Early Retirement Masterclass Portfolio of ERM
The Early Retirement Masterclass portfolio is a collection of 40 portfolios invested over the past 6 years by nearly 700 alumni across 40 instruction batches. The portfolios are buy-and-hold, with no rebalancing, giving us a rare glimpse of how low-beta, high-dividend Singapore stocks have performed over the years.
This portfolio has a long history of surviving the COVID crisis and the Fed’s interest rate hikes in 2022. The portfolio turned positive in 2024 but continued to underperform as it has a large number of REIT positions.
As interests have risen since 2024 and 2025, the overall performance of the portfolio has improved, but it has still lagged slightly behind the bank-heavy STI. XIRR was only 6.44%, having risen from 3.3% last year, with time-weighted returns of 57.27%. With a capital injection of about $692,000, the portfolio has paid out $174,000 in dividends since its inception. Finally, the portfolio has a low beta of 0.63, so the risk investors take is about 37% before that of the market.
2025 was excellent for local investors. This is primarily because the Fed lowered interest rates, and families with low floating-rate mortgages eventually gained some breathing room to build up their investment portfolios. The ERM portfolio, being 50% allocated into REITs, still underperformed the index very slightly but was still up about 22.8% this year. Star performers like PropNex did well. AEM, on the other hand, dragged the portfolio down.

2026 should be a decent year for the ERM portfolio, with REITs expected to shine. The Equity Development Plan from MAS is also likely to boost investments into mid-cap counters that would benefit REITs, given that about 42% of the SGX Next 50 Index is covered by this asset class.
The course is also pivoting more aggressively into Singapore Depository Receipts (SDRs), as higher-yielding dividend counters from Thailand, Indonesia and Hong Kong reach SGX.
All-Weather Portfolio or AWP
The All-Weather Portfolio is a different beast from ERM. The underlying principles are the same as we continue to optimise high-risk-adjusted returns. Still, we do this using a Python-based computer program to place our trades, so while ERM is geared towards fundamental analysis, AWP is firmly in the technical analysis camp, as we use trend-following and mean-reversion algorithms to target 8% gains every year, with a standard deviation well below 4%.
The AWP portfolio earned about 24% over 30 months, but this was also done with very low risk, perhaps a quarter of what is experienced by folks who invest in the broad equity indices.
The first broad component of AWP is a trend-follower that produced an XIRR of 15.35%. The performance is primarily driven by broad trends in the cryptocurrency market backed by US equities.
The second component of AWP, which targets oversold US blue chips, did not perform as well, with an XIRR of 4.2%.
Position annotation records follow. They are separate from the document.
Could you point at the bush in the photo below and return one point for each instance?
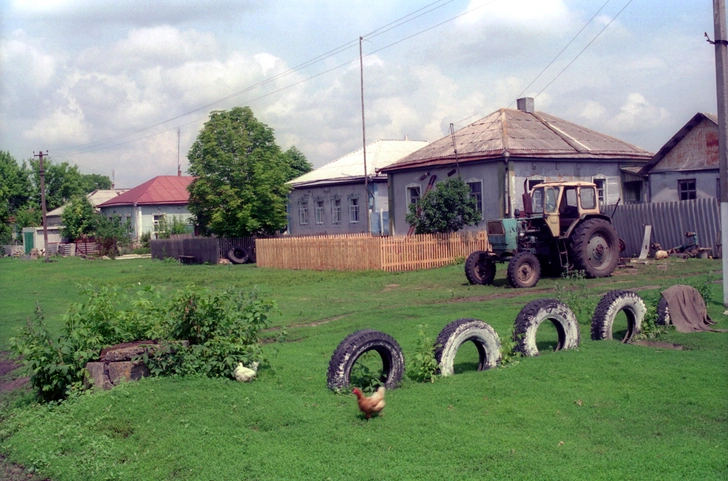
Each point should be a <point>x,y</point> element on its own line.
<point>222,328</point>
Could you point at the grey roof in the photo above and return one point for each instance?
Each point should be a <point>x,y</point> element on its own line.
<point>534,135</point>
<point>350,167</point>
<point>670,144</point>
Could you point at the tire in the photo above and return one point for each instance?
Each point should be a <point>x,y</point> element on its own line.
<point>524,270</point>
<point>356,344</point>
<point>612,304</point>
<point>457,333</point>
<point>238,255</point>
<point>480,268</point>
<point>663,313</point>
<point>595,248</point>
<point>531,317</point>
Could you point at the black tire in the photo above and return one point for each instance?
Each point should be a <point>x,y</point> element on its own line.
<point>457,333</point>
<point>356,344</point>
<point>531,317</point>
<point>612,304</point>
<point>480,268</point>
<point>524,270</point>
<point>238,255</point>
<point>595,248</point>
<point>663,313</point>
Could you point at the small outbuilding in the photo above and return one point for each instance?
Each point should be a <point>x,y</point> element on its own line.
<point>687,166</point>
<point>508,152</point>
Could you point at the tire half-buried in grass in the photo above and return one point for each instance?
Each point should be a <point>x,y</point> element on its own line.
<point>531,317</point>
<point>356,344</point>
<point>610,306</point>
<point>457,333</point>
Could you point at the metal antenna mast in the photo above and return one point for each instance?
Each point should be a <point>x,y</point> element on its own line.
<point>364,137</point>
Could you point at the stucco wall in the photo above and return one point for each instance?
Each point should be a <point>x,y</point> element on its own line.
<point>664,185</point>
<point>496,184</point>
<point>327,194</point>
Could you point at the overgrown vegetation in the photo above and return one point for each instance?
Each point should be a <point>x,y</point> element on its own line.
<point>223,329</point>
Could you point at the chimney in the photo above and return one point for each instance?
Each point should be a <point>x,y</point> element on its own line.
<point>525,104</point>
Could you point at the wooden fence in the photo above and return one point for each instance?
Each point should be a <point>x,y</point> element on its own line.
<point>364,252</point>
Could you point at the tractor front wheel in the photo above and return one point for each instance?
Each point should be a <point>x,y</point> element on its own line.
<point>524,270</point>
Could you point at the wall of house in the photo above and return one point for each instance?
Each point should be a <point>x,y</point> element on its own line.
<point>300,224</point>
<point>497,179</point>
<point>143,217</point>
<point>664,185</point>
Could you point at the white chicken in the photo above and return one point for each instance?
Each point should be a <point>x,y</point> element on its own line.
<point>245,374</point>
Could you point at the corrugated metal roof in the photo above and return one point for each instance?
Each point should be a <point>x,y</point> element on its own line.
<point>523,135</point>
<point>670,144</point>
<point>350,167</point>
<point>96,197</point>
<point>163,189</point>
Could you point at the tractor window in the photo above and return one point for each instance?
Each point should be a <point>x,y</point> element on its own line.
<point>552,195</point>
<point>537,201</point>
<point>588,198</point>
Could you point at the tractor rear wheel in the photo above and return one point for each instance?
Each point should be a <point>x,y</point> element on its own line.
<point>595,248</point>
<point>524,270</point>
<point>479,268</point>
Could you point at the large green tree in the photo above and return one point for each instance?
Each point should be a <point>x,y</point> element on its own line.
<point>446,208</point>
<point>240,173</point>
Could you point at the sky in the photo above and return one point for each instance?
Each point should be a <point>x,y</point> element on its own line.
<point>107,85</point>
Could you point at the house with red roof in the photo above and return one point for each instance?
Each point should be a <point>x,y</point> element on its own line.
<point>149,205</point>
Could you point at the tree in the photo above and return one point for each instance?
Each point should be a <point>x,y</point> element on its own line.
<point>298,164</point>
<point>79,218</point>
<point>240,173</point>
<point>447,208</point>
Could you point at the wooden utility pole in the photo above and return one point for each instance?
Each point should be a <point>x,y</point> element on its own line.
<point>364,139</point>
<point>41,171</point>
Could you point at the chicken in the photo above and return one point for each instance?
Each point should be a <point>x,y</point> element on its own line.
<point>245,374</point>
<point>372,404</point>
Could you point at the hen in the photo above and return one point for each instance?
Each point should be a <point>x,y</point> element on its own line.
<point>372,404</point>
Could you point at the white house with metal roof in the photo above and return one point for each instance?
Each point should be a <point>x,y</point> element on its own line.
<point>333,199</point>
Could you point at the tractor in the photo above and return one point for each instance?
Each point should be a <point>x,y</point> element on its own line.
<point>560,228</point>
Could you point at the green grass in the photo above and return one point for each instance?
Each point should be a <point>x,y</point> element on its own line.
<point>604,411</point>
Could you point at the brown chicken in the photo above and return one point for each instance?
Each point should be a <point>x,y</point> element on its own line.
<point>372,404</point>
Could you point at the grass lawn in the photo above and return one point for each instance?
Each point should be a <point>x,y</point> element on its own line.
<point>604,411</point>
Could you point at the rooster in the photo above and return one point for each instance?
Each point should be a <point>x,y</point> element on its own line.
<point>372,404</point>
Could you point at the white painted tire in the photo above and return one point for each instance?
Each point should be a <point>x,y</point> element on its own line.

The final portfolio snapshot before the 2nd January rebalancing is as follows. Do note that, as all of these decisions are dynamically determined by a computer algorithm, please refrain from replicating this portfolio:

2026 should not be too different from 2025, as the algorithms were tuned to ignore market cycles. As I’m satisfied with its steady performance, I will allocate some of the dividends I collect into this portfolio.
Look forward to 2026
There is a lot of excitement over how the investment training will evolve this year. We started to ditch analyst reports as LLMs have now evolved to be much better at bottom-up analysis of local stocks. We will closely examine Thai and Indonesian dividend counters to diversify our cash flows further.
Even if 2026 is quite middle-of-the-road, the dividend yields should provide a pretty good year ahead.